Leur maison était une cabane qui soupirait à chaque coup de vent. Ça sentait la terre humide et la suie ancienne.
“Ce n’est pas grand-chose”, a déclaré Yusha. Sa voix était une révélation-basse, mélodique et dépourvue des arêtes déchiquetées qu’elle attendait des hommes. “Mais le toit tient, et les murs ne répondent pas. Tu seras en sécurité ici, Zainab.”
Le son de son nom, prononcé avec une gravité si calme, la frappa plus fort que n’importe quel coup. Elle s’affaissa sur une mince natte, ses sens hyper-accordés à l’espace. Elle l’entendit bouger—le tintement d’une tasse en fer blanc, le bruissement de l’herbe sèche, la frappe d’une allumette.
“Pourquoi?”elle chuchota dans l’obscurité.
“Pourquoi quoi?”
“Pourquoi m’emmener? Tu n’as rien. Maintenant tu n’as plus rien et une femme qui ne peut même pas voir le pain qu’elle mange.”
Elle l’entendit se déplacer contre le chambranle de la porte. ” Peut-être, “dit-il doucement, ” n’avoir rien est plus facile quand vous avez quelqu’un avec qui partager le silence.”
Les semaines qui ont suivi ont été un lent réveil. Dans la maison de son père, Zainab avait vécu dans un état de privation sensorielle, on lui avait dit de rester immobile, de se taire, d’être invisible. Yusha a fait le contraire. Il est devenu ses yeux, mais pas par une simple description. Il a peint le monde dans son esprit avec la précision d’un maître.
” Le soleil aujourd’hui n’est pas seulement jaune, Zainab”, disait-il alors qu’ils étaient assis au bord de la rivière. “C’est la couleur d’une pêche juste avant qu’elle ne contuse. C’est lourd. C’est la sensation d’une pièce chaude pressée dans votre paume.”
Il lui a appris le langage du vent—en quoi le bruissement des peupliers différait du cliquetis sec de l’eucalyptus. Il lui apporta des herbes sauvages, guidant ses doigts sur les bords dentelés de la menthe et la peau veloutée de la sauge. Pour la première fois de sa vie, l’obscurité n’était pas une prison; c’était une toile.

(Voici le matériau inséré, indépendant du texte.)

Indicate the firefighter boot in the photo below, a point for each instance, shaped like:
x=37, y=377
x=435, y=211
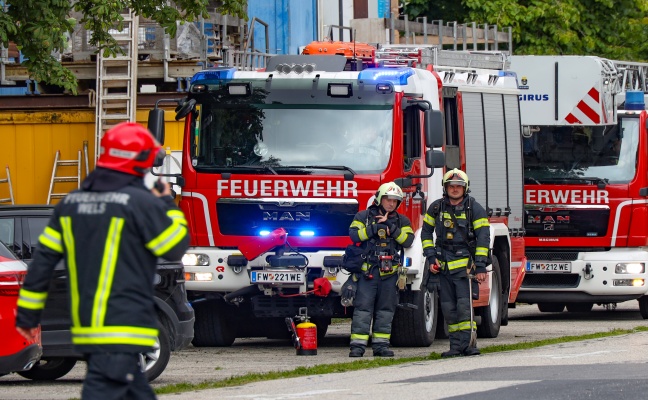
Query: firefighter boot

Elle se retrouvait à écouter le rythme de son retour chaque soir. Elle se retrouva à tendre la main pour toucher le tissu rugueux de sa tunique, ses doigts s’attardant sur le battement régulier de son cœur. Elle tombait amoureuse d’un fantôme, un homme défini par sa pauvreté et sa gentillesse.
Mais les ombres s’allongent toujours avant de disparaître.

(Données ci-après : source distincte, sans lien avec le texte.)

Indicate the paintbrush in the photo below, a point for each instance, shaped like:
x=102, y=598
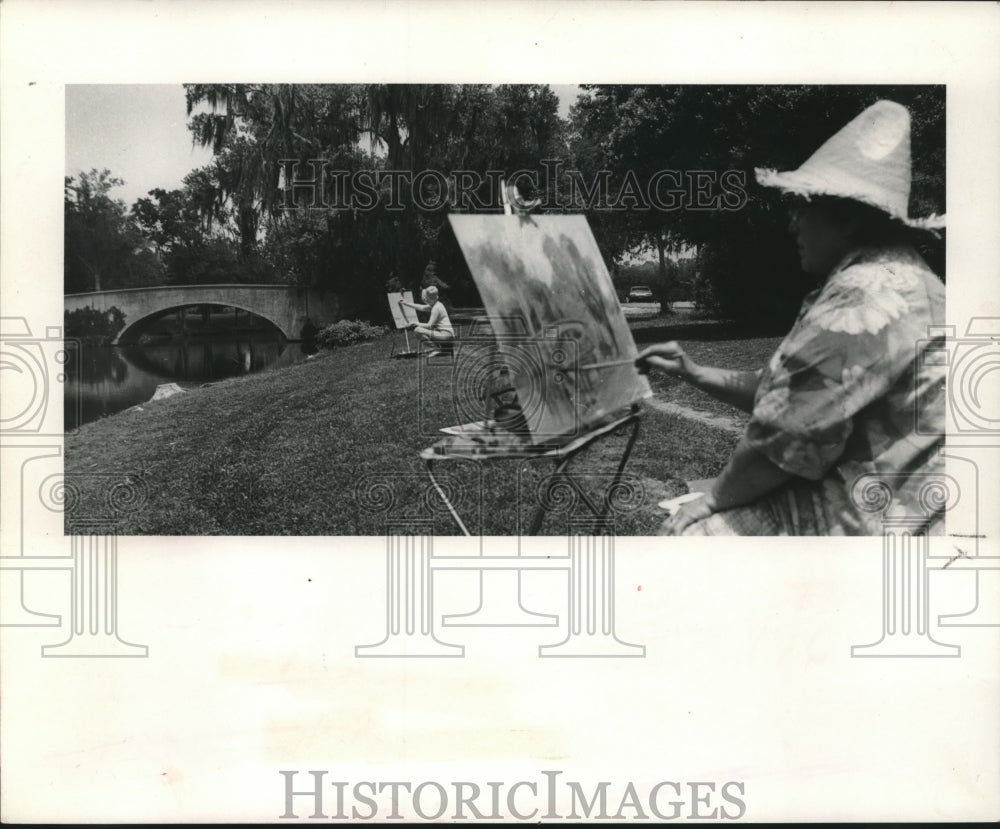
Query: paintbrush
x=611, y=364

Un mardi, enhardie par sa nouvelle autonomie, Zainab a emporté un panier aux abords du village pour rassembler des légumes verts. Elle connaissait le chemin—quarante pas jusqu’à la grosse pierre, une gauche nette à l’odeur de la tannerie, puis tout droit jusqu’à ce que l’air soit refroidi par le ruisseau.
“Regarde ça”” siffla une voix. C’était une voix comme du verre brisé. “La reine du mendiant se promène.”
Zainab se figea. “Aminah?”
Sa sœur entra dans son espace personnel, l’odeur de l’eau de rose chère écoeurante et suffocante. “Tu as l’air pathétique, Zainab. Vraiment. Penser que vous avez échangé un manoir contre une hutte de boue et un homme qui sent le caniveau.”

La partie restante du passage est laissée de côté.